From this tradition grew the work of J. S. Bach, which encompasses almost all forms and genres of piano and organ, orchestral and chamber music as well as cantatas and choral compositions (passions, “Christmas Oratorio”). Bach’s encounter with the orchestral music of A. Corellis and A. Vivaldis had an effect in the works of his years as Kapellmeister in Koethen (1717–23), for example in the six ” Brandenburg Concerts “. Bach’s instrumental art also influenced his vocal work, which has come to the fore since he took over the Thomaskantorat in Leipzig (1723): although his vocal compositions often have an instrumental structure. Bach’s speculative late work can be seen as a sum of baroque compositions.
An example of Bach’s ability to take up typical compositional techniques from other countries is the second part of his “piano exercise”, which combines a “French” overture with an “Italian” concerto; A little later J. J. Quantz was to define the priority of “German” musical art over the cultures of other nations, which is evident in such compositional adaptation and exaggeration, as “mixed taste”. Less pronounced than Italian music, which is characterized by its melos, or the elegance of French, German music was supposed to assert its own right through manual effort, later expressed in the concept of compositional work.
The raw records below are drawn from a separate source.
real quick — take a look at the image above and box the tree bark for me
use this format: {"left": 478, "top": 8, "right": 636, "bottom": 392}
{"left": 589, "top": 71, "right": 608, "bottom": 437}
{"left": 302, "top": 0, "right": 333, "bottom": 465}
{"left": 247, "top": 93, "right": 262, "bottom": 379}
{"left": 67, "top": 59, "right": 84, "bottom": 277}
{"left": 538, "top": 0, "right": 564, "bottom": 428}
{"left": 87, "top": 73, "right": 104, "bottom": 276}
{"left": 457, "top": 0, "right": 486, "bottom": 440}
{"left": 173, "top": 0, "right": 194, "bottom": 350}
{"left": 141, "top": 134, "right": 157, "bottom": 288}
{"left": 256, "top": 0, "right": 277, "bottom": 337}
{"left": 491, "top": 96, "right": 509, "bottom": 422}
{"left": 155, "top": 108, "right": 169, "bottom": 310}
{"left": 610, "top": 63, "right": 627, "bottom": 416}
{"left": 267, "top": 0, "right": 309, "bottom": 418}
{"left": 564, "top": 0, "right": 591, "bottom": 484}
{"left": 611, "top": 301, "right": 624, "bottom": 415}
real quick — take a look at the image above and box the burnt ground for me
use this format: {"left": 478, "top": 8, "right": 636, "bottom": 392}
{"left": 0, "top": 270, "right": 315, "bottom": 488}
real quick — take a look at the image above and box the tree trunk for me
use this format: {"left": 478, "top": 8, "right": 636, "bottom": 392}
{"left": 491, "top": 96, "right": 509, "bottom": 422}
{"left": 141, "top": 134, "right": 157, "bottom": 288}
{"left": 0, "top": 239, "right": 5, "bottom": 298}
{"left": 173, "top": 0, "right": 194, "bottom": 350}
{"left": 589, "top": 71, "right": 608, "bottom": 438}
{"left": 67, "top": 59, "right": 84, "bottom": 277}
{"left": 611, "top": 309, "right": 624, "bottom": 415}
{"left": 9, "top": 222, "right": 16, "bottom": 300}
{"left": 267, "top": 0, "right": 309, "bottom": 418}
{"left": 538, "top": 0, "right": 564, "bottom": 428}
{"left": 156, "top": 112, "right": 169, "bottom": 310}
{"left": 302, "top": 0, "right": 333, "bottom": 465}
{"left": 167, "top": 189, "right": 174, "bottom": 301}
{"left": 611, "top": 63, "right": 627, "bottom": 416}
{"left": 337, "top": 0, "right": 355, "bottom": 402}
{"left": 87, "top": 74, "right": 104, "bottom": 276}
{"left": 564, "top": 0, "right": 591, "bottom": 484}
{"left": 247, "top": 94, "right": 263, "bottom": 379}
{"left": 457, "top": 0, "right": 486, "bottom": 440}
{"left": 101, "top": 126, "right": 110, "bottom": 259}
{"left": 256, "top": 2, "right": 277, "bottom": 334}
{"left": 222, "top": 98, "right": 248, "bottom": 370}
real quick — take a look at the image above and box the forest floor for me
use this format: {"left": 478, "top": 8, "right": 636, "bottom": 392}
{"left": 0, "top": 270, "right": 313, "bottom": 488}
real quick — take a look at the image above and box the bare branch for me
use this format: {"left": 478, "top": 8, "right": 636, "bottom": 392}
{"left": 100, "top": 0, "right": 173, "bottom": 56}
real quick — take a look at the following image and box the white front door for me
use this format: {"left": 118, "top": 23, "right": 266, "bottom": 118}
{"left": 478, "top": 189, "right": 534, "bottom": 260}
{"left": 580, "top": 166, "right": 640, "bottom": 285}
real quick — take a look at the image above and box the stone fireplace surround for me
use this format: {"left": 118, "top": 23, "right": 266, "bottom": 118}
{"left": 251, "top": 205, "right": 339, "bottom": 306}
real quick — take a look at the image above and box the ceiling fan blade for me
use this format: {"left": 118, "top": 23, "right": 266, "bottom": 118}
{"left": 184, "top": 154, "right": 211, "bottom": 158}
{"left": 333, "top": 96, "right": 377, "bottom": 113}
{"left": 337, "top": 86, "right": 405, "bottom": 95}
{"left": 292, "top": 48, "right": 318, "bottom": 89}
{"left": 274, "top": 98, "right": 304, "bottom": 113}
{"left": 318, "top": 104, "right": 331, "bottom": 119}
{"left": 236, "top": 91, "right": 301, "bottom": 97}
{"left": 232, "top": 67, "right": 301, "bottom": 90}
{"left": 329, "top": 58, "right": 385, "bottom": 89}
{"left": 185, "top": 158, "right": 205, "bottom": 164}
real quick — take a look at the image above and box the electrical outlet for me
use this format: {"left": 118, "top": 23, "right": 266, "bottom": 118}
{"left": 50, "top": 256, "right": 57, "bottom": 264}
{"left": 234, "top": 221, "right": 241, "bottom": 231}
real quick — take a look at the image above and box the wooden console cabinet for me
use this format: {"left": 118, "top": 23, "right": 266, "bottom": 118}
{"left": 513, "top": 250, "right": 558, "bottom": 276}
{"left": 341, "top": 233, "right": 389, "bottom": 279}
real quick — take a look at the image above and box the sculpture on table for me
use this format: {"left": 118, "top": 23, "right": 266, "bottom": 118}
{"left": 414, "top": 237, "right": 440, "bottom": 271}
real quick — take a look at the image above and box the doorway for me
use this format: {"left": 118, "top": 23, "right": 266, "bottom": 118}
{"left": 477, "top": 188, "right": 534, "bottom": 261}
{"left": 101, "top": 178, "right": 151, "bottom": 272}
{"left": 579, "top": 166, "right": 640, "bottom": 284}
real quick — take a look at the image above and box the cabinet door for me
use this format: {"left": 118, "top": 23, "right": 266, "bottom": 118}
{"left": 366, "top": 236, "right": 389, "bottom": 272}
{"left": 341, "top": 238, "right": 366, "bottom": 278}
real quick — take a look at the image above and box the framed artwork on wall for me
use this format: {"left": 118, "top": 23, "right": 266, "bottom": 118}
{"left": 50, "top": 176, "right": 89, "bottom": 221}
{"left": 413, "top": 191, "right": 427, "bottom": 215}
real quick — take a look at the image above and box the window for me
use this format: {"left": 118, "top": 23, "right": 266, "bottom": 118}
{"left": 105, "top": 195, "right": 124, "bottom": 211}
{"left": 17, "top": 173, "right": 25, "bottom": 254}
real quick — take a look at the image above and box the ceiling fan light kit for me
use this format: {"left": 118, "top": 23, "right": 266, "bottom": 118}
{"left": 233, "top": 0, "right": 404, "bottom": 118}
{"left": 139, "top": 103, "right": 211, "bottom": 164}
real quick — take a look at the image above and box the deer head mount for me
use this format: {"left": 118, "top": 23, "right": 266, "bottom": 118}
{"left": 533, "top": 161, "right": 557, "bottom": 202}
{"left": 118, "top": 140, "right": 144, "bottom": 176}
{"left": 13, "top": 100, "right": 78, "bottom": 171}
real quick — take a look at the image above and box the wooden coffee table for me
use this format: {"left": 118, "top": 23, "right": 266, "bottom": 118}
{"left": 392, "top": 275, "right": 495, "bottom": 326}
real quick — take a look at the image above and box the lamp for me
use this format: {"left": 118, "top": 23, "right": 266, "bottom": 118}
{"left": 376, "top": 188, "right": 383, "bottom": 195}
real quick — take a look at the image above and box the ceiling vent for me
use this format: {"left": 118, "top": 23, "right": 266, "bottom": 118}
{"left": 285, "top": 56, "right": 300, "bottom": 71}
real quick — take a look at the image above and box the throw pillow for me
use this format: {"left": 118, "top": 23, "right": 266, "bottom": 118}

The problem of associating a German national style with the names of “great” composers is shown by the example of G. F. Handel, who came from Halle and worked in London from 1710 until his death (1759), where Italian opera flourished led. “German” is just as little in his operas as in his church music, and the attempt to capture him as an English national composer on the basis of his oratorios such as the Messiah, which he composed from 1737 onwards, succeeded only through acclamation, but not through proof of the musical text.
On the basis of an intensive music-theoretical reflection, a wealth of basic, canonical textbooks emerged during this time, such as B. the figured bass school by J. D. Heinichen (1711), the contrapuntal textbook “Gradus ad Parnassum” by J. J. Fux(1725), the first German music lexicon by J. G. Walther (1732) and, as a comprehensive picture of the music practice at that time, “The perfect Kapellmeister” by J. Mattheson (1739).